Per chiarezza, consideriamo fiscalmente a carico i figli che non superano i 24 anni di età e che hanno percepito nell’anno un reddito complessivo pari o inferiore a 4.000 euro e i figli
che superano i 24 anni e hanno percepito un reddito complessivo annuo non superiore a 2.840,51 euro.
Per l’applicazione della misura agevolativa, il datore di lavoro dovrà acquisire l’autocertificazione da parte dei dipendenti che, a loro volta, dovranno indicare di averne diritto precisando il codice fiscale dei figli.
L’Agenzia ha chiarito, inoltre, che il datore di lavoro dovrà conservare la documentazione (anche firmata digitalmente) comprovante l’avvenuta dichiarazione, ai fini di un eventuale controllo da parte degli organi competenti.
Per certi versi la misura è apparsa particolarmente restrittiva con il discrimine dei “figli a carico” che si pone in assoluta controtendenza rispetto alle esigenze reali dei lavoratori, anche alla luce di redditi incapaci di soddisfare le esigenze delle famiglie in assenza di figli.
E credo che sia stata proprio questa la riflessione che ha considerato il legislatore alla vigilia della pubblicazione della legge di bilancio 2024.
Dalle ultime bozze che, come addetti ai lavori abbiamo avuto modo di visionare, il 2024 si prepara un nuovo “restyling” dei Fringe Benefit con una logica certamente più equa rispetto a quanto disposto per l’anno in corso.
Il limite di esenzione per i dipendenti con figli a carico scenderà infatti a 2.000 euro mentre, per tutti gli altri lavoratori, il limite verrà incrementato dagli attuali 258,23 euro a 1.000 euro.
Attendiamo l’arrivo della nuova legge di bilancio per confermare ufficialmente la misura.
Come abbiamo avuto modo di vedere ripercorrendo gli ultimi tre anni di evoluzione normativa in materia di Fringe Benefit, ciò che emerge nell’attuale contesto economico è la loro imprescindibilità rispetto agli effetti che l’economia, senza preavviso alcuno, può portare.
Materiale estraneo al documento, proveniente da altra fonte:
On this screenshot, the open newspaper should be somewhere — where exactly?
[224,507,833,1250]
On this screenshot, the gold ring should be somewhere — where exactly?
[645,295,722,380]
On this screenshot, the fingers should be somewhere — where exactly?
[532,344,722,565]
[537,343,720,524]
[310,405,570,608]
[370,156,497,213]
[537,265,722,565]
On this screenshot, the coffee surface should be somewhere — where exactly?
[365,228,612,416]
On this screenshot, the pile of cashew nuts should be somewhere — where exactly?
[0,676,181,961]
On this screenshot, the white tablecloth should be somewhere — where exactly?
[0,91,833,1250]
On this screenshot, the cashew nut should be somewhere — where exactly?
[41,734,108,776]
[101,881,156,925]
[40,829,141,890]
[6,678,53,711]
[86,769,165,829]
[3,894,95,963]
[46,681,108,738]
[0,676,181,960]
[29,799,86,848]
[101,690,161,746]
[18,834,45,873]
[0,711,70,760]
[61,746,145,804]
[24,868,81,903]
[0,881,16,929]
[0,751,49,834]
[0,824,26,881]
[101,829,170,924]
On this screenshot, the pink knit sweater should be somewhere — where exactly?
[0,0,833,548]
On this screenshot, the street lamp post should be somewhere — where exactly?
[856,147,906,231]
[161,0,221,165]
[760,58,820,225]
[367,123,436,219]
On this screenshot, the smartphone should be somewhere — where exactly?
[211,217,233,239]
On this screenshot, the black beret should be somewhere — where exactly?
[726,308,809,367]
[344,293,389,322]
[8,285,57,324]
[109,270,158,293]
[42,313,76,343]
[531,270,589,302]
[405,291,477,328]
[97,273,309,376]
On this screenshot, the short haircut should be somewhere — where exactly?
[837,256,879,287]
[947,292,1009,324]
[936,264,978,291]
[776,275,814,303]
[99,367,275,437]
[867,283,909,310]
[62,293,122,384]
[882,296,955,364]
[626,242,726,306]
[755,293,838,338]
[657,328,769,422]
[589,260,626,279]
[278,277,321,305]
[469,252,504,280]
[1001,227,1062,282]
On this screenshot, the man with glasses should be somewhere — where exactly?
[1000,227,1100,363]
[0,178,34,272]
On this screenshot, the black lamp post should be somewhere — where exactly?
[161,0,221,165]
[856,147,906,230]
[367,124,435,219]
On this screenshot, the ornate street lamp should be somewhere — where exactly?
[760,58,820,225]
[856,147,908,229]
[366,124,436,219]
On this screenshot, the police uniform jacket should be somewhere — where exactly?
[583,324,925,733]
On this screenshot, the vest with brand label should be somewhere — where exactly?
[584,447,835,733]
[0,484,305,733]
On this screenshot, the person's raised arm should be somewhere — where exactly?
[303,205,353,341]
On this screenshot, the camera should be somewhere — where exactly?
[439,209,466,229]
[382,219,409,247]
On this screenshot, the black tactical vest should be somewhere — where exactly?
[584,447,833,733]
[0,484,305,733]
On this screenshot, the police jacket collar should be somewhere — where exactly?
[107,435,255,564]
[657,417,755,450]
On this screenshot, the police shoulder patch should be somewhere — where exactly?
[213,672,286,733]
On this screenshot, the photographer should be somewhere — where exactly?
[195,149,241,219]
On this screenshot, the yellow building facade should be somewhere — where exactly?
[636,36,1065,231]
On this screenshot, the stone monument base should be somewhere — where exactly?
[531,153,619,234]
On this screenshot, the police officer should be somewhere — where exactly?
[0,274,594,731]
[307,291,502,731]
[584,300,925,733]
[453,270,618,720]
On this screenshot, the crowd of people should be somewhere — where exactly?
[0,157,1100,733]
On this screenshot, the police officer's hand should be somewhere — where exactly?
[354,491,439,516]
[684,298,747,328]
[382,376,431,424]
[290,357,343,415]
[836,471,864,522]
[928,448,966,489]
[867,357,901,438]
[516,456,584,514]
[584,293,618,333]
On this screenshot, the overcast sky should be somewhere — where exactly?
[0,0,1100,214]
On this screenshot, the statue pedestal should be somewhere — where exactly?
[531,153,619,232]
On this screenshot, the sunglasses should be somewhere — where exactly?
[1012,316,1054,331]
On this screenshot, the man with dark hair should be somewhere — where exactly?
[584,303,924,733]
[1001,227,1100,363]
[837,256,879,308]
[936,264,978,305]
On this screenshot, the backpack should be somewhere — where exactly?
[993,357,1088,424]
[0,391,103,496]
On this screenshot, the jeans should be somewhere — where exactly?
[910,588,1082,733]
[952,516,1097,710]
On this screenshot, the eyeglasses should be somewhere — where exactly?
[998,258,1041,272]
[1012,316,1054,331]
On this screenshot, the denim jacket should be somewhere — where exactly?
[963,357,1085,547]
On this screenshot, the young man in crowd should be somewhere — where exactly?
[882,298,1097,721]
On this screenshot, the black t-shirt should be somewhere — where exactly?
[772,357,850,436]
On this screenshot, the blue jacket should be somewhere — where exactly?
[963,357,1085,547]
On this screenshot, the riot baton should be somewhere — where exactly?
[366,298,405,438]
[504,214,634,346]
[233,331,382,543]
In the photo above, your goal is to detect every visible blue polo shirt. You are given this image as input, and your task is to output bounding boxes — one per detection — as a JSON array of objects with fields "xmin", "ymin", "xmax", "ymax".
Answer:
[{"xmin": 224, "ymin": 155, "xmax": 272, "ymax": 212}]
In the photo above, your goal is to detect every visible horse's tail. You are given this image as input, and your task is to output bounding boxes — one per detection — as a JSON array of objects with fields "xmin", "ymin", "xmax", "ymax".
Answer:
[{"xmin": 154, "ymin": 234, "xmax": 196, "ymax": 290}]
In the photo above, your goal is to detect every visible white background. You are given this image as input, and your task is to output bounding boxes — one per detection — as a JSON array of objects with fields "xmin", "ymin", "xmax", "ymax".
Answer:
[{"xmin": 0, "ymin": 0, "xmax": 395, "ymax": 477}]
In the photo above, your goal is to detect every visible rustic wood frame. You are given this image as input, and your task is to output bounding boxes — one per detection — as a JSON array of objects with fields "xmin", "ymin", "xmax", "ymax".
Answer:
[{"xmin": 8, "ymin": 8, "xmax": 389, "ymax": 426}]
L’eventuale innalzamento strutturale della soglia di esenzione potrebbe contribuire non solo al sostegno economico delle famiglie ma incentiverebbe i consumi più di quanto possa fare la riduzione del cuneo fiscale che, tendenzialmente, tende ad accantonare risparmio.
La sensazione è che la normativa, con il Decreto Aiuti Bis, abbia già sdoganato retaggi del passato come i rimborsi (seppur per fattispecie specifiche): sembra necessario, pertanto, che ogni riflessione futura debba guardare in tal senso.
Anche alla luce degli obiettivi del PNRR relativi alla transizione digitale dove molti paesi europei mettono a disposizioni delle “Welfare Card” seppur con le dovute limitazioni rispetto a tipologie di beni e servizi non coerenti con le finalità di Welfare.
A questo tipo di approccio, ci si auspica un reale sostegno anche da parte della contrattazione collettiva in termini di adeguamenti retributivi e capacità di prevedere forme di Welfare obbligatorie.